Ou seja, ou é reiterado ao longo do tempo (anos a fio) ou é “único” e tem que ser “muito intenso”. Este conceito também está patente noutro acórdão a propósito de um médico que violou uma paciente grávida, mas o tribunal considerou que “agarrar a cabeça (ou os cabelos) de uma mulher, obrigando-a a fazer sexo oral e empurrá-la contra um sofá para realizar a cópula não constituíram actos susceptíveis de ser enquadrados como violentos”…

Este pensamento consolida o comportamento machista dos agressores, desprotege a vítima e descredibiliza as suas denúncias.

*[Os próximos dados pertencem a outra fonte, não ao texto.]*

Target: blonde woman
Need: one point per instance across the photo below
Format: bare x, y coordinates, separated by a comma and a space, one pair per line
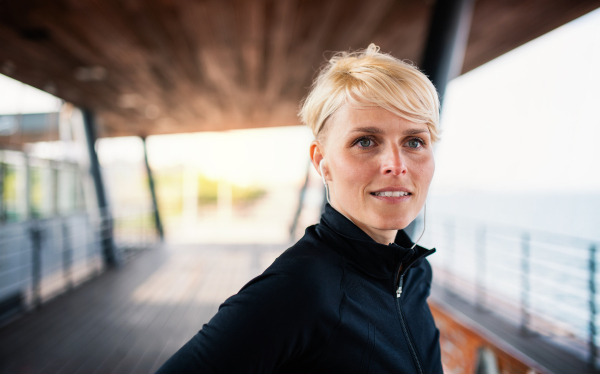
349, 296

Está em contramão com o combate à violência doméstica, cujo objectivo é dizer NÃO, não pode haver agressões, poucas ou muitas, espaçadas ou regulares, mais ou menos intensas.

Como já vimos o conceito de intensidade é muito variável, neste caso, segundo o mesmo acórdão, ficou provado que “o arguido desferiu, com a cadeira, uma pancada, atingindo-a no peito; em consequência sofreu contusão da parede torácica, hematoma na região frontal e na mama, escoriações nos lábios e cotovelo, lesões que demandaram 15 dias de doença, sem incapacidade para o trabalho”. A vítima, com estas lesões, marcada, mas sem incapacidade para trabalhar…

Mas há mais, embora no julgamento de 1.ª instância tenha sido dito e testemunhado que o arguido tinha cometido agressões e injúrias antes desta agressão – “desde essa data não concretamente apurada, mas aproximadamente desde o ano de 2004, o arguido em diversas ocasiões desferia murros e pontapés e apelidava-a de ‘puta’ “, o Tribunal da Relação não considerou estes factos porque estes factos não estavam “concretizados”, mas sim “descritos” o que “colide com o direito ao contraditório”.

Assim sendo o Tribunal da Relação considera que não houve crime de violência doméstica, não se “provou” os actos reiterados e o acto dado como provado não envolveu violência suficiente, por isso o arguido passou a ser apenas condenado por ofensas à integridade física simples e a uma pena de multa.

Conclusão: só quando uma mulher dá entrada num hospital, toda partida e de preferência em coma, se poderá considerar violência suficiente e mais, convém mesmo ter um diário de todas as outras agressões e testemunhas para que estas possam ser validadas.

Este acórdão é revelador de como tudo o que é feito para denunciar este crime, para apoiar as vítimas, para mudar um comportamento socialmente condenável, pode ser posto em causa quando os agressores não sofrem nenhum tipo de punição. Assim não vamos lá. É urgente mudar esta lógica. E se os Juízes não mudam, porque ainda não assumiram a dimensão deste crime e continuam a dar sinais errados à sociedade, então talvez seja tempo de tornar a Lei ainda mais clara e objectiva.

Ou será que só no caixão algumas mulheres conseguem Justiça?